Here’s the trap: if you score 75 percent across domains, you’re not passing equally. The exam might weight a harder Deployment question at 1.2x value. You fail that. Your 75 percent average drops to 72 on the weighted scale—below passing.

The questions that live at the 65–75 percent difficulty band look like this:

Scenario example: “You deployed a Lambda function that reads from a DynamoDB table and publishes to an SNS topic. The function works in development but fails in production with a 403 error. CloudWatch Logs show no entries. The function timeout is 30 seconds. What is the most likely cause?”

The wrong answers sound plausible:

  • “The function timeout is too short” (wrong—it’s 30 seconds)
  • “DynamoDB has low throughput” (wrong—would show different error)
  • “The SNS topic policy blocks Lambda” (possible, but not the real issue)

The right answer: “The Lambda execution role lacks permissions to read from DynamoDB. The function fails before CloudWatch Logs are written.”

This tests:

  • Understanding execution roles and IAM assumptions
  • Knowing that permission failures prevent logging
  • The precedence of IAM policy evaluation
  • The difference between code errors and permission errors

You can’t pass this by memorizing Lambda docs or IAM policy syntax. You need to predict failure modes across service boundaries.
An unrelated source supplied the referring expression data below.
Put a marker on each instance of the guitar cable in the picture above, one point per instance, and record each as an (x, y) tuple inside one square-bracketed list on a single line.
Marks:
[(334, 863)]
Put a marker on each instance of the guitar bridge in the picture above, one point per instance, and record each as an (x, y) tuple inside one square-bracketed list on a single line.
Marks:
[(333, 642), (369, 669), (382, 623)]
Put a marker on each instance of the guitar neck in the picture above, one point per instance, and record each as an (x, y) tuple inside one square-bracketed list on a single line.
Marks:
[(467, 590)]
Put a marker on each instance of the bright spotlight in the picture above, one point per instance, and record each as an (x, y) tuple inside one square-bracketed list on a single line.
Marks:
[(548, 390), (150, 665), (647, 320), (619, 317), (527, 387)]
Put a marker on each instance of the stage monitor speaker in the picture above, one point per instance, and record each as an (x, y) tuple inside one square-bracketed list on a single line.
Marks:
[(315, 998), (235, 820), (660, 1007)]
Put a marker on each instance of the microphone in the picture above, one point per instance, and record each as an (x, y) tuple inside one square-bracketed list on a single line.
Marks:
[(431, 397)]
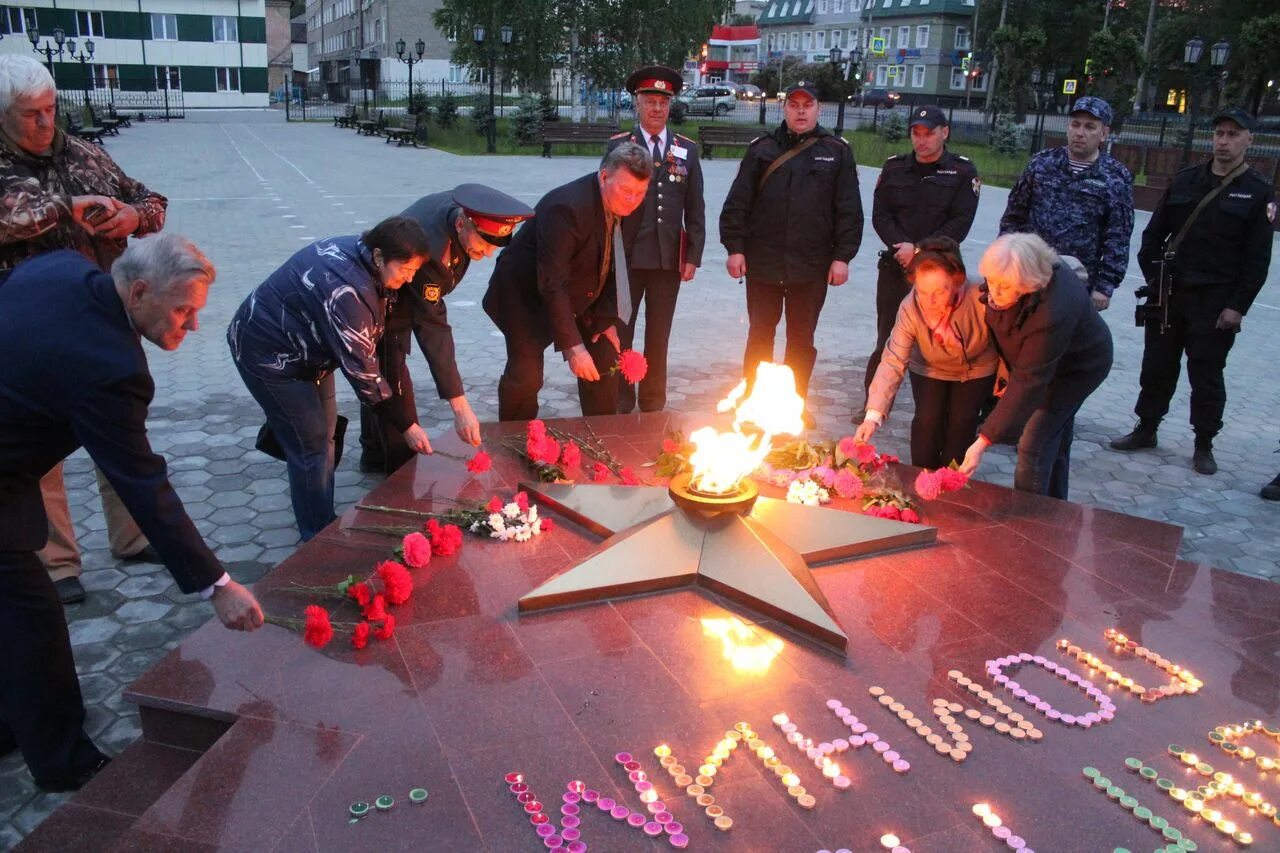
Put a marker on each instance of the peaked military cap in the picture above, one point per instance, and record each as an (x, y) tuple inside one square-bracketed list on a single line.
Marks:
[(492, 211)]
How To Recognize It Instantly

Open your last three practice test results. Count the questions you got wrong. Mark each one:

  • Single service (Lambda, DynamoDB, API Gateway, etc.): How many?
  • Multi-service integration (Lambda + DynamoDB, API Gateway + Lambda, etc.): How many?
  • Deployment or architecture decision (CloudFormation, SAM, CodePipeline, etc.): How many?

If more than 60 percent of your wrong answers are multi-service or architecture questions, you’ve hit the plateau. You’re not missing fundamentals. You’re missing the connections.
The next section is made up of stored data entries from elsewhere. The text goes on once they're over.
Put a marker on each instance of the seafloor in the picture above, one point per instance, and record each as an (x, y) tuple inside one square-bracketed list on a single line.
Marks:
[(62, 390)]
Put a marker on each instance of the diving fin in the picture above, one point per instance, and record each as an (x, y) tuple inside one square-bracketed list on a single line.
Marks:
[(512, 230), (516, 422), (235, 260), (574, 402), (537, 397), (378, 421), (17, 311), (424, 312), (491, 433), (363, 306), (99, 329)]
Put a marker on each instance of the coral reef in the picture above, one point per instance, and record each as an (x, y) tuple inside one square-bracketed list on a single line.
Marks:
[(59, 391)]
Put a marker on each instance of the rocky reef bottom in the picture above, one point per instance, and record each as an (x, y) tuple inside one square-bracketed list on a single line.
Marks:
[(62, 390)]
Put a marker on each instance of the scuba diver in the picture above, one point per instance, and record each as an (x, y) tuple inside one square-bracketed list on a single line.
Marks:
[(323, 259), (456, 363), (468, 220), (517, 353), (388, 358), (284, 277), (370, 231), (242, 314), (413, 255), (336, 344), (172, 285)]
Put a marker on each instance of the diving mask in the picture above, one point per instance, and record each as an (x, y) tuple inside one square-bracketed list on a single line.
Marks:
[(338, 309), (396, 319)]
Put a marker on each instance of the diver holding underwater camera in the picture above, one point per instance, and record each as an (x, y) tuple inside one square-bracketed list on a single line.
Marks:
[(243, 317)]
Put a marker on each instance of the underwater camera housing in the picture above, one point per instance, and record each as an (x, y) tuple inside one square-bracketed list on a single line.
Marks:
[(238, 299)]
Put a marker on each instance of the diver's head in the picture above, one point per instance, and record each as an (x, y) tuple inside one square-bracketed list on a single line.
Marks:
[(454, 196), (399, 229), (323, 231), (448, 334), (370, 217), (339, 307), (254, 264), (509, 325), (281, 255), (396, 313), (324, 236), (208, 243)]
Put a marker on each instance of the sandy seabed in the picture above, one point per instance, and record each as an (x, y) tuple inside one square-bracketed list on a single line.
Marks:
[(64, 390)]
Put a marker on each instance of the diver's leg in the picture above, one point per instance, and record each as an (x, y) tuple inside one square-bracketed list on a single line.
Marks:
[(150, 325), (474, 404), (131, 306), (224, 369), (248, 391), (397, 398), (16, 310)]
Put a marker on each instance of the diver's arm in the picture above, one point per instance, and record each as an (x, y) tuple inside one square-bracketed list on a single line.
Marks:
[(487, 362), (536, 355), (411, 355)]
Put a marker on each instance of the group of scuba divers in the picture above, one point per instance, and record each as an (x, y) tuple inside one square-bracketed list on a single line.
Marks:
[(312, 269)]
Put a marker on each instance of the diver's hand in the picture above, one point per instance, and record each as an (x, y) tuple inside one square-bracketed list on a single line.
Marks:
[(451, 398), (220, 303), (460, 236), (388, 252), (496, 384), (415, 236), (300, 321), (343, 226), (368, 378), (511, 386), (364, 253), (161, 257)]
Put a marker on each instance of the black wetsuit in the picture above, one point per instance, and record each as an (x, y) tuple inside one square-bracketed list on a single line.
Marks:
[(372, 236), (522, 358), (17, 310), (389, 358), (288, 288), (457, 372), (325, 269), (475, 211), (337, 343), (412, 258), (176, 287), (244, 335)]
Next marker: question length. Questions that describe a scenario with context are harder. Questions that ask “What does this CLI command do?” are easier. At 65–75 percent, you’re probably passing the easy ones and splitting the harder ones.

One more: time pressure. Time yourself on your next practice test. If you’re rushing through scenario questions because you’re not confident in your approach, that’s the plateau too. You’re reading, not reasoning.

Practice This Before Your Exam

Stop taking full-length practice tests. They’re not helping anymore. Instead, do targeted scenario drills for 15 minutes daily:

Week 1–2: Lambda integration drills

  • Lambda + DynamoDB (write, read, batch operations)
  • Lambda + API Gateway (request/response mapping, errors)
  • Lambda + SNS/SQS (async patterns, dead-letter queues)
  • Lambda + RDS (connection pooling, cold starts, secrets)

For each scenario, write down:

  • What IAM permissions are needed
  • What timeout is required
  • What error you’d see if it fails
  • How to troubleshoot it

Week 3: CloudFormation scenarios

  • Deploying Lambda with IAM roles
  • Deploying API Gateway with Lambda integration
  • Deploying DynamoDB with autoscaling
  • Deploying RDS with Secrets Manager

Week 4: Troubleshooting scenarios

  • Lambda function times out after 5 seconds
  • API Gateway returns 403
  • DynamoDB write fails intermittently
  • RDS connection refused

For each, answer: What’s the root cause? What logs would show it? What’s the fix?

Don’t just read explanations. Write a one-sentence root cause for each before checking the answer. That’s the difference between 75 and 82 percent.

Book your retake only when you’re scoring 82+ percent consistently on scenario drills. Not full tests—drills. The drills are where the plateau breaks.